Boxing in the 1950s at the Engineers Club

IN his effort to promote an eliminator leading to the world heavyweight title held by Joe Louis, promoter Jack Solomons matched our British heavyweight champion Bruce Woodcock against Lee Savold, a top American heavyweight.

The winner was to then fight Louis for the world heavyweight title.

This fight was to take place promoted by London promoter Jack Solomons.

Hartlepool promoter Walter Hazletine had a very successful regular boxing promotion at the Engineers Club, Hartlepool.

Along with several other northern boxing promoters, Mr Hazletine was to include a short training routine in each of his weekly promotions through the summer months.

The object of course was to publicise both Savold and Woodcock on alternate weeks.

This plan was quickly put into action by Mr Hazletine in the interval of his boxing bill.

First off was Lee Savold versus his sparring partner, who was the Canadian Don Mogard.

Lee Savold impressed with his very crisp punching and economical footwork.

He looked a true professional and received a great ovation from our home crowd.

On the following Monday evening Bruce Woodcock demonstrated his sparring skills.

I vividly recall his arrival at the ring side as he vaulted over the top rope.

Very soon he went into a clever routine, fast skipping to be followed by a warm-up, shadow boxing before donning the gloves to commence sparring.

His sparring partner looked very nervous.

Bruce Woodcock used a very fast left jab. This action was very accurate and seemed like the piston of a railway engine.

Woodcock looked tremendously fit!

Eventually Woodcock v Savold would clash on two separate occasions with a win each.

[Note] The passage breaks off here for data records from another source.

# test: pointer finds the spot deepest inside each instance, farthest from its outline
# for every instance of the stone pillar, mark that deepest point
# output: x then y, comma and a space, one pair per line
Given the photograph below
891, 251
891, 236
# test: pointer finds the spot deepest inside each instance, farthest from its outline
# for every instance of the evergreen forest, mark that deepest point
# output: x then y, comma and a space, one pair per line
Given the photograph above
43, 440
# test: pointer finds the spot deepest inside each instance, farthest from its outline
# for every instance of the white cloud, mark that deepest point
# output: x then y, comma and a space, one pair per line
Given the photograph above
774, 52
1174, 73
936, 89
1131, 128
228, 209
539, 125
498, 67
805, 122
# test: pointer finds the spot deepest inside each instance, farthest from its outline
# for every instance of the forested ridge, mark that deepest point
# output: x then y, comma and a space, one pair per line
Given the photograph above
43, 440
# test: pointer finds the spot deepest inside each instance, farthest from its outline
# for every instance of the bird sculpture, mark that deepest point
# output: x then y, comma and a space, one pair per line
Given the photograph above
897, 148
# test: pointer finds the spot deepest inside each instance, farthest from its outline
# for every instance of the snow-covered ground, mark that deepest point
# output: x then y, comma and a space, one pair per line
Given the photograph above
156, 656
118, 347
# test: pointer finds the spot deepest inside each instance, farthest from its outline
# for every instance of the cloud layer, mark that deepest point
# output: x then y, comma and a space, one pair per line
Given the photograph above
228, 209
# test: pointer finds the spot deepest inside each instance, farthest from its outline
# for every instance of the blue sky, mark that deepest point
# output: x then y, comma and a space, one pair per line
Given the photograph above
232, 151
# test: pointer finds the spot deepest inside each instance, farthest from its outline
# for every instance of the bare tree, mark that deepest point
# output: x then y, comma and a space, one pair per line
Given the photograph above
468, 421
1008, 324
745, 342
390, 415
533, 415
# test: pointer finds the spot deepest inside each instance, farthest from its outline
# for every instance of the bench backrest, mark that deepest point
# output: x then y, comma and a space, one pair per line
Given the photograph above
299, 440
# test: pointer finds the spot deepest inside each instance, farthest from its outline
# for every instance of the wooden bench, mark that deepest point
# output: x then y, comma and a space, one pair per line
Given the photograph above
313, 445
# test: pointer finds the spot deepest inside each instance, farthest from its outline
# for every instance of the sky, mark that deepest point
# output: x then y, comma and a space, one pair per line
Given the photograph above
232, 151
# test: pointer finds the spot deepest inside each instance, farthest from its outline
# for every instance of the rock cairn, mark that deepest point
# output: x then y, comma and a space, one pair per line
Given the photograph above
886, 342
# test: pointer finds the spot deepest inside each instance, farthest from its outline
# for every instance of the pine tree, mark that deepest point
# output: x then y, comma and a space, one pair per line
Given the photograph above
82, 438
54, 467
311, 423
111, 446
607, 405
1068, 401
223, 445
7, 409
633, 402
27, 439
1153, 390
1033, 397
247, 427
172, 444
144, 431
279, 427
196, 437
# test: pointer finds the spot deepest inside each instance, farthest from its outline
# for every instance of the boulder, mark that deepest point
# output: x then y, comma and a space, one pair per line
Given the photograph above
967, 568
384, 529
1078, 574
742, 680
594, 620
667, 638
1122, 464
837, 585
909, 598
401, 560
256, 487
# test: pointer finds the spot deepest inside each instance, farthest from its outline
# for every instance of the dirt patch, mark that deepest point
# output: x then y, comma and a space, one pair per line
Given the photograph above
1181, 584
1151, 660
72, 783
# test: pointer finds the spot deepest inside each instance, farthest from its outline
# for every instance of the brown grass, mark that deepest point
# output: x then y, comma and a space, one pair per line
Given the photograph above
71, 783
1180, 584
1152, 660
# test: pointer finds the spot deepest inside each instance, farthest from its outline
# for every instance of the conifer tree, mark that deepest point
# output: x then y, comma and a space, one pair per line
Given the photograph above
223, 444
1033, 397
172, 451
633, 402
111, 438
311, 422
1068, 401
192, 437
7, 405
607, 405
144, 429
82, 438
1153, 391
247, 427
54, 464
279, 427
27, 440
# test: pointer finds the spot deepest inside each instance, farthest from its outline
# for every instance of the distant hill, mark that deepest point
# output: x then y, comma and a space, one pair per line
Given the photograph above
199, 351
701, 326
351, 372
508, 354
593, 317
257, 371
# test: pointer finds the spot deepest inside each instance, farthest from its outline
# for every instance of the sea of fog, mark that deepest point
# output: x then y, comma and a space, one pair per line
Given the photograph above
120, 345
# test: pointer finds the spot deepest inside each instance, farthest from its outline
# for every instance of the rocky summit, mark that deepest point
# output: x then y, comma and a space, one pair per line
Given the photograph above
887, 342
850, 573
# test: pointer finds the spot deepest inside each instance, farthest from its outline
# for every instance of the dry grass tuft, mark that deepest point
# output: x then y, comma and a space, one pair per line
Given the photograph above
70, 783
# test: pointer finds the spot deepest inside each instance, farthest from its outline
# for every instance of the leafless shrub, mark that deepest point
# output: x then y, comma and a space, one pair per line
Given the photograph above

Lee Savold some time later achieved his chance to fight world champion Joe Louis in America, and unfortunately finished exhausted, unable to answer the bell, with a broken jaw.

This happened all of 60 years ago, still vivid in memory.

Bruce Woodcock of Doncaster remains my favourite British heavyweight champion, often referred to as ‘the plucky Yorkshireman.’

His only failing - he was a stone (14lb) too light in body weight for a top heavyweight.

I wonder if any of the older boxing fans from Hartlepool remember these very vivid boxing days at the Engineers Club, Hartlepool in the 1950s?